However, a very different picture was apparent for adult and immature Atlantic Puffins found washed ashore in the Shetland and Orkney Islands in October 2007 because the majority were in wing moult (Heubeck et al. Citation2009). All these birds had winter bills and black face feathers and were finishing a post-breeding season, complete moult. Subsequently, flightless individuals were found among apparently healthy adults shot for food in the Faroe Islands in October and this resulted in Harris & Wanless (Citation2011) speculating that Atlantic Puffins had a more variable period of wing moult than had previously been thought. Since then, more material has become available from birds shot in the Faroe Islands and a major wreck that occurred on the coasts of east Scotland and north-east England just as Atlantic Puffins were starting to return to land prior to breeding in March 2013 (Harris & Elkins Citation2013). Corpses collected during this wreck more than doubled the number of Atlantic Puffins recovered away from the colonies that had been examined for moult. Ringing recoveries showed that the majority of birds found dead were from local colonies in the Firth of Forth, south-east Scotland and the Farne and Coquet Islands, north-east England.
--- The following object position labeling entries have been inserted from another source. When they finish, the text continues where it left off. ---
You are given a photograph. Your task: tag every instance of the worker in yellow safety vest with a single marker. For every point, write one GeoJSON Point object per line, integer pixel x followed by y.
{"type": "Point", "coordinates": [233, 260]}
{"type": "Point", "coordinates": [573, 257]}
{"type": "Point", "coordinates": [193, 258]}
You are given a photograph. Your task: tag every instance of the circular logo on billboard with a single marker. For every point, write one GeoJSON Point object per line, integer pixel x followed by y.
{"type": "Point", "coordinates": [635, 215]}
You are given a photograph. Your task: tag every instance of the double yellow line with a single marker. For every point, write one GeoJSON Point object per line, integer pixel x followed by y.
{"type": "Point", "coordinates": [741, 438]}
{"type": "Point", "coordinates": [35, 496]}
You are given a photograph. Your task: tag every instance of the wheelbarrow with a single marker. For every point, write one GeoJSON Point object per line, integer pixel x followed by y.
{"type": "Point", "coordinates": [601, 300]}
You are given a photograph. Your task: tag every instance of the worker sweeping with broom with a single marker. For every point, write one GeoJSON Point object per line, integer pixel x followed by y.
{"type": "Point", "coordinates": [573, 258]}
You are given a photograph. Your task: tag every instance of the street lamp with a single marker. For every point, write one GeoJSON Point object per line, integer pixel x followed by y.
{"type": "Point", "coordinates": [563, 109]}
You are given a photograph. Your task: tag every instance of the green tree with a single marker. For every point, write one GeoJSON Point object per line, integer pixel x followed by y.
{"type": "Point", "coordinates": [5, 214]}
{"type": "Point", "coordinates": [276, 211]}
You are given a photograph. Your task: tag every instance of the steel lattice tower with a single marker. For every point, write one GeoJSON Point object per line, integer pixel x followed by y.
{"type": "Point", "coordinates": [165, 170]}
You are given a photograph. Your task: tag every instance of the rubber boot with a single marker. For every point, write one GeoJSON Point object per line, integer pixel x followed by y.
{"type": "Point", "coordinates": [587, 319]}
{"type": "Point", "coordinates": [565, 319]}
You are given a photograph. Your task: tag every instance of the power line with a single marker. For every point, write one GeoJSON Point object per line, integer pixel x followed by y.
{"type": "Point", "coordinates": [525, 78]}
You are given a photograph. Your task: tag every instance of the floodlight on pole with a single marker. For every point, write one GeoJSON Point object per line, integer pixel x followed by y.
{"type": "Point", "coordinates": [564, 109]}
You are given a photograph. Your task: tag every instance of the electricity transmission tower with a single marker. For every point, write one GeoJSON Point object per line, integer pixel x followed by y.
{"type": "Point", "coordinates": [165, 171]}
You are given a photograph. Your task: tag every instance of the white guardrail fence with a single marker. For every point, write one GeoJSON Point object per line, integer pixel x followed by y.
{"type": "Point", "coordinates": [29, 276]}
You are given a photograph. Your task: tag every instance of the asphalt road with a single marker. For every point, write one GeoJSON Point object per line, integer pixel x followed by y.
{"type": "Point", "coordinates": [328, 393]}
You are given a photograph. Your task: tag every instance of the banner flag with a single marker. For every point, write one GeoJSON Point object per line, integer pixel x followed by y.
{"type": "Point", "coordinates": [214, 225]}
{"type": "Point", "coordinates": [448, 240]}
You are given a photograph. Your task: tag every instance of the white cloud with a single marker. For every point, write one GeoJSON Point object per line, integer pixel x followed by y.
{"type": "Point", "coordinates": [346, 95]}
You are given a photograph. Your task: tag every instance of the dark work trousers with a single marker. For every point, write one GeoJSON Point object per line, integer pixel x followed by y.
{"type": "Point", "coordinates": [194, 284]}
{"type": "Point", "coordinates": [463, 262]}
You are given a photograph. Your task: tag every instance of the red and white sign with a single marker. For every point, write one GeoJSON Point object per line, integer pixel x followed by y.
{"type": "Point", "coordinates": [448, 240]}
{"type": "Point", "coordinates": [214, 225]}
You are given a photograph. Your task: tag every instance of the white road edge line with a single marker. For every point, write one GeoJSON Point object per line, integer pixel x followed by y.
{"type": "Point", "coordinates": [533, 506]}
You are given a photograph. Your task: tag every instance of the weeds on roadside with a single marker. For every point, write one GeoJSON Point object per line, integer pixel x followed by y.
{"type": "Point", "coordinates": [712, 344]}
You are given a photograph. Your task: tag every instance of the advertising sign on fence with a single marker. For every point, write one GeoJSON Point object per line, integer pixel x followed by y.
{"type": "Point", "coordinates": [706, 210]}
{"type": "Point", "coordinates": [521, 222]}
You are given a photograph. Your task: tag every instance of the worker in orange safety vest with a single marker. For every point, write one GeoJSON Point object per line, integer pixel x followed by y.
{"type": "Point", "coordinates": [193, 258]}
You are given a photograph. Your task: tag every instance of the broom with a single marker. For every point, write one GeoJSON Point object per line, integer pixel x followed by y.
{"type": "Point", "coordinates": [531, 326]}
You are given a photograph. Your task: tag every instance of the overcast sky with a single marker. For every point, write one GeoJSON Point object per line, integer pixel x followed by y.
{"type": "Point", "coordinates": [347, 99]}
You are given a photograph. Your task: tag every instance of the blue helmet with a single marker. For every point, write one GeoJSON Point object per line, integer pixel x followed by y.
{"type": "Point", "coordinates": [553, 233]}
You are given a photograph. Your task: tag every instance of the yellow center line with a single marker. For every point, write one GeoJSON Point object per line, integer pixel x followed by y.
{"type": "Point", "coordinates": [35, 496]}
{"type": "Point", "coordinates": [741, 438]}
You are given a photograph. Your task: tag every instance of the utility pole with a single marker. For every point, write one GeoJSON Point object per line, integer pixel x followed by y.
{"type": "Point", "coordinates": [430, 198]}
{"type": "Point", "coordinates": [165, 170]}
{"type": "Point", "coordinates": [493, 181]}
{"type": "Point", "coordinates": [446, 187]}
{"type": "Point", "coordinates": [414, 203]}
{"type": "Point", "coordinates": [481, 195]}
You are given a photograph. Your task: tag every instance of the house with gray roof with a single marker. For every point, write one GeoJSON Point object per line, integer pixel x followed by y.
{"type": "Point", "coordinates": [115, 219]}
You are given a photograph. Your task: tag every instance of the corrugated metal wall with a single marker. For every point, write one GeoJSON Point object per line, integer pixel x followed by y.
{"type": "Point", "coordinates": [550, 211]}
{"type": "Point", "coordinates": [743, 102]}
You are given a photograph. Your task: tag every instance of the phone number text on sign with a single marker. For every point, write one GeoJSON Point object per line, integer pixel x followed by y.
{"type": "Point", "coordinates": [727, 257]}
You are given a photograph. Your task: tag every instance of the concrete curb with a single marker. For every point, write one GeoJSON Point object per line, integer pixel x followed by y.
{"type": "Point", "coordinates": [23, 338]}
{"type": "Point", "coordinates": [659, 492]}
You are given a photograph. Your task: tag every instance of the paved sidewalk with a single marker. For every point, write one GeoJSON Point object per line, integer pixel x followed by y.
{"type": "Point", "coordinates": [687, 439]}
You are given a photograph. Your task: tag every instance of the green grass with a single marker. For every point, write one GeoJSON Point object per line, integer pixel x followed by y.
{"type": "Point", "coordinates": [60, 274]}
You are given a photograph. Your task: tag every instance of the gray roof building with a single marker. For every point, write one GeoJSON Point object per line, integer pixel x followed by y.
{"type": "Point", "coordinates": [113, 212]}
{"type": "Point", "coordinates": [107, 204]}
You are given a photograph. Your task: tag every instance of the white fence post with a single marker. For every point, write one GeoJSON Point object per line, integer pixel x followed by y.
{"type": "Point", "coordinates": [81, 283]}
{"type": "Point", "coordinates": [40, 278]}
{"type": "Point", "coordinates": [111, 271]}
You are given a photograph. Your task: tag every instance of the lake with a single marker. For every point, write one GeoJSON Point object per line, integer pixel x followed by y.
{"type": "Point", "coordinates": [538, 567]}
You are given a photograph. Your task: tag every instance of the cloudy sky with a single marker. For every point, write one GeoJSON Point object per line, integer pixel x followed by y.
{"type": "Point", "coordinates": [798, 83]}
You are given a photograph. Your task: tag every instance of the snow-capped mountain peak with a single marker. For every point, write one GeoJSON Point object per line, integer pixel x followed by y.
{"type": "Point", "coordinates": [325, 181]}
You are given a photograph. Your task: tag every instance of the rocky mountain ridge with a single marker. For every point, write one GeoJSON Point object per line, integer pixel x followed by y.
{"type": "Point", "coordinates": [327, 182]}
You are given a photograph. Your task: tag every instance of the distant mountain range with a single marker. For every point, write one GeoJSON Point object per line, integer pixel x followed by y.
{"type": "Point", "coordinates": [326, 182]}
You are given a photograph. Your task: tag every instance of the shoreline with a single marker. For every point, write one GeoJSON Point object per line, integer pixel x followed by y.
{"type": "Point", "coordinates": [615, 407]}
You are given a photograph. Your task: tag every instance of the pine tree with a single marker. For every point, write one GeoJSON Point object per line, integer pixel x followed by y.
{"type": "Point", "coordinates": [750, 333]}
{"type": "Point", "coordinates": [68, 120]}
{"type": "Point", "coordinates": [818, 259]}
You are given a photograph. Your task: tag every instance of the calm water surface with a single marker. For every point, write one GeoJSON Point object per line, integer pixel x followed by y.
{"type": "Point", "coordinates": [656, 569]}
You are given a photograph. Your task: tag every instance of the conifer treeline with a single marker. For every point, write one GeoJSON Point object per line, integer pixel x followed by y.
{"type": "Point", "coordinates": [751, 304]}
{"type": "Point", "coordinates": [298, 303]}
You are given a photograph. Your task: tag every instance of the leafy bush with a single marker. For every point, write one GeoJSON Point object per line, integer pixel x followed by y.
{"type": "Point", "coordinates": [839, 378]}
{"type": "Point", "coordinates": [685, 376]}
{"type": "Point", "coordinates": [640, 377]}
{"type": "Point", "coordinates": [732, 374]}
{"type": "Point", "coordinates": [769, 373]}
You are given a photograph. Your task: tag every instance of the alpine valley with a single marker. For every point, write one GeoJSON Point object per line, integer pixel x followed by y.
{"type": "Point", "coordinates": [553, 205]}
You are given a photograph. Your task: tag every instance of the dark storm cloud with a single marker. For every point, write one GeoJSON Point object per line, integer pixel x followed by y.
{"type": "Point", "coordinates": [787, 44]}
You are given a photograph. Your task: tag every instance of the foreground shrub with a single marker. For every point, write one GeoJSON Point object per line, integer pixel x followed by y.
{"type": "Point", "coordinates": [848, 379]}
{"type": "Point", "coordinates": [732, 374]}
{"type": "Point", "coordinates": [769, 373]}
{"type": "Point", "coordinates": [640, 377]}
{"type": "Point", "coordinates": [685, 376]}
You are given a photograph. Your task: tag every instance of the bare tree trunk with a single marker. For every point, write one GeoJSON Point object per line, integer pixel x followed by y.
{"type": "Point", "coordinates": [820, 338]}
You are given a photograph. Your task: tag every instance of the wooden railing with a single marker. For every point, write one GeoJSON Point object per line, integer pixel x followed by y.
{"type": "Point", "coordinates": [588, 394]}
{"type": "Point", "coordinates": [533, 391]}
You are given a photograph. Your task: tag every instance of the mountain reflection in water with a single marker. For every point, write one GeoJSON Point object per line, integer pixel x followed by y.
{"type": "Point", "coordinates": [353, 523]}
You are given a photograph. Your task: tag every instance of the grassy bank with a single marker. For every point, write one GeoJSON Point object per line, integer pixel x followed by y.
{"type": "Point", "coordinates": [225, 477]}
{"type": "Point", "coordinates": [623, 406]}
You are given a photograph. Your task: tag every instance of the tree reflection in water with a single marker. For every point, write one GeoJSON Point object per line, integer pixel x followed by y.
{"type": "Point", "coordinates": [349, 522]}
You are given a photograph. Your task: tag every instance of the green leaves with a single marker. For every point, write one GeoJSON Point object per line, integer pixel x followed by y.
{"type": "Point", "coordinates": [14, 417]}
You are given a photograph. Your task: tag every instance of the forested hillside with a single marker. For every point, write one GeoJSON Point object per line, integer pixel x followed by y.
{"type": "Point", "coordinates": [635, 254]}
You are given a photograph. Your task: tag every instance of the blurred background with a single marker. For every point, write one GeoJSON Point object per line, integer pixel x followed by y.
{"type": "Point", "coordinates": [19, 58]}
The aim of this paper is to combine these recent data with previous information on Atlantic Puffins found dead on the coasts of the North Sea to determine when adult, immature and juvenile Atlantic Puffins wintering in the North Sea and around the Faroe Islands are in primary moult and hence flightless. Specifically, we aimed to test the hypothesis that Atlantic Puffins have a seasonally bimodal moult period with peaks of flightlessness in the autumn/early winter and late winter/spring. Given that this pattern is highly unusual, a second aim was to use the available data to test for differences in the timing of moult between the sexes and age classes to see if these could account for any bimodality and to use data from ringed birds from the Isle of May, south-east Scotland, to test whether timing of moult varies within a population. Finally, since the available data did not provide a satisfactory explanation for the Atlantic Puffin's seasonal pattern of moult, we speculate on other factors that might be important.
METHODS
Data come from Atlantic Puffins (hereafter Puffin) collected during the nonbreeding season, defined as September to March, from the coasts of the North Sea and off the Faroe Islands. The locations are within the documented wintering range of birds breeding at colonies within the North Sea (Harris & Wanless Citation2011, Harris et al. Citation2013). Specimens examined by us came from two sources. First, birds washed up dead or dying on beaches around the North Sea and the Shetland and Orkney Islands, mostly during wrecks of seabirds and oiling incidents between 1969 and 2013 (Harris & Yule Citation1977, Jones et al. Citation1984, Harris et al. Citation1991, Camphuysen Citation2003, Citation2007, Heubeck et al. Citation2009). Over half of these birds were found dead between 24 March and 3 April 2013 and, since they were examined in greater detail than the earlier samples, these are treated separately (Harris & Elkins Citation2013). Second, birds that had been shot for human consumption at sea around the Faroe Islands 29 January and 26 February 1987, 6 February 1988, 18 November–22 December 2008, 1 October 2009–20 January 2010 and 9 October–7 December 2010.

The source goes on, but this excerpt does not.